08/12/2020 às 09h21min - Atualizada em 09/12/2020 às 09h21min

Dezembro Vermelho: fique atento ao HIV, previna-se!

A Aids, causada pelo vírus do HIV, foi descoberta na década de 80 e se tornou uma das doenças crônicas mais temidas

Da redação
No último mês do ano, a campanha “Dezembro Vermelho” é lembrada a nível nacional e chama a atenção principalmente para a importância do diagnóstico precoce da Imunodeficiência Humana (HIV). A testagem, identificando portadores do vírus, é fundamental para diminuir novos contágios. O diagnóstico precoce também é essencial para a maior eficácia do tratamento do paciente, que passa a ter boas chances de sobrevida, mantendo a doença controlada. Toda medicação é distribuída gratuitamente pelo SUS em todo país.
A Síndrome da Imunodeficiência Adquirida (Aids), causada pelo vírus do HIV, foi descoberta na década de 80 e se tornou uma das doenças crônicas mais temidas.
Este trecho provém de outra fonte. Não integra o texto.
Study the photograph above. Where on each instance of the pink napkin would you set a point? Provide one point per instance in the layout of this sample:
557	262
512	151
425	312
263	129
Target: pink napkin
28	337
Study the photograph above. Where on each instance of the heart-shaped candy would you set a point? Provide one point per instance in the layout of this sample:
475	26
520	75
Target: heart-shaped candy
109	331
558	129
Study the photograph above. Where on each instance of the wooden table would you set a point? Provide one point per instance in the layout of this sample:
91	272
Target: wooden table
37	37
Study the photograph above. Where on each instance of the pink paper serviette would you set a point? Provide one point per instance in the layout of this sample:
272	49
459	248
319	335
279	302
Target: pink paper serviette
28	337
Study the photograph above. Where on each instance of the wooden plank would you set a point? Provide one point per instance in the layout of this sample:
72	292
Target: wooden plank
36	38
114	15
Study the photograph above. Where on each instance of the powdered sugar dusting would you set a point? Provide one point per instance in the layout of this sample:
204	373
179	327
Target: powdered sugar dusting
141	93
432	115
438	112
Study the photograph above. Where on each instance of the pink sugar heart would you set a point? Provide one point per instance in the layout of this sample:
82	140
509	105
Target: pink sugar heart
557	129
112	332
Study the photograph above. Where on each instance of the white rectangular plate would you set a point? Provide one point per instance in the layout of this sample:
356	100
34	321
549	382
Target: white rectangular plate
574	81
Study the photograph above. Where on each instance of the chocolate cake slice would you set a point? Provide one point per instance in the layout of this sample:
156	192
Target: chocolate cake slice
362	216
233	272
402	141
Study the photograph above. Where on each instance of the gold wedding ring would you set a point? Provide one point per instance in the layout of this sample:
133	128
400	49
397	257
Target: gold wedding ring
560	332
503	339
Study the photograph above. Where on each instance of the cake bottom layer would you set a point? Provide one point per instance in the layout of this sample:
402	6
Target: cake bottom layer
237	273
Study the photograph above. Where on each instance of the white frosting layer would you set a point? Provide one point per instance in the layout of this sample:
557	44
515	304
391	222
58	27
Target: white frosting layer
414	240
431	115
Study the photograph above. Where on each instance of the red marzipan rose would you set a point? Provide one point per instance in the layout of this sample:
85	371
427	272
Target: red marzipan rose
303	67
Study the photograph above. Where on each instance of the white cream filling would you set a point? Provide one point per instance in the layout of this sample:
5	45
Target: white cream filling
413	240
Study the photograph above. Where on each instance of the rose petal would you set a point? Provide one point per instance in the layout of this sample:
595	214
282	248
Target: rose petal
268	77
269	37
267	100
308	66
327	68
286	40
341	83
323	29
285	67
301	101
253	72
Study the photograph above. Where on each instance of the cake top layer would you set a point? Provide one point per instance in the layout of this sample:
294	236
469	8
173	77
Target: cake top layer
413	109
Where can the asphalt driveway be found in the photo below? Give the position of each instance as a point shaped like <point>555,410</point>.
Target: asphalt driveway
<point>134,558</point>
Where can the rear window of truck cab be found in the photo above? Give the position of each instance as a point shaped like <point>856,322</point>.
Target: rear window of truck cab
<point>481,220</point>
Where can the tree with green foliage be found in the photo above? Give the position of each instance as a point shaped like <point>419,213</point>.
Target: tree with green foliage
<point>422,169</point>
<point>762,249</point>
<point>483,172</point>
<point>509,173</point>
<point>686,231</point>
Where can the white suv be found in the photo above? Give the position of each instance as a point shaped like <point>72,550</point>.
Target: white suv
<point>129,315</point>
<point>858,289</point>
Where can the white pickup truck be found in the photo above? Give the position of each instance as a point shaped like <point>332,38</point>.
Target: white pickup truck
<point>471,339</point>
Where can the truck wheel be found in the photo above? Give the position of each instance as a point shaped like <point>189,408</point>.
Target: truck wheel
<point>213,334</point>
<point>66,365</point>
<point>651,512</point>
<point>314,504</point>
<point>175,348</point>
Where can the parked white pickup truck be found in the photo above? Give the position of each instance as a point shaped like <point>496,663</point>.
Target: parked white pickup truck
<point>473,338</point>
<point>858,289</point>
Logo que descoberta, condenava grande parte dos pacientes a morte, no entanto os protocolos de tratamento e controle mudaram esse cenário, oferecendo sobrevida aos diagnosticados. Além disso, todo o processo de diagnóstico e tratamento é sigiloso, garantindo privacidade ao paciente.
 
Gestantes
O exame para descartar ou confirmar o HIV é um dos primeiros testes solicitados para gestantes quando a gravidez é confirmada. O objetivo é evitar uma possível transmissão vertical, quando a mãe passa o vírus para a criança durante a gestação, parto ou amamentação. Quanto antes ocorrer o diagnóstico, mais cedo se começa o tratamento para evitar essa transmissão vertical.
 
Números
 Em Santa Catarina, conforme dados divulgados pelo governo do Estado, o número de novos diagnósticos vem se mantendo estável nos últimos anos e apresenta uma tendência de queda. Ainda assim, novas confirmações apontam para a circulação do vírus no Estado. Em 2019, SC registrou 2.066 novos casos, uma queda de 222 diagnósticos em comparação com o ano anterior. Os homens são os mais acometidos, com 1.428 novos diagnósticos em 2019, enquanto as mulheres somaram 660. A faixa etária mais atingida é a dos jovens, com idade entre 20 a 29 anos, com 750 novos registros no ano passado.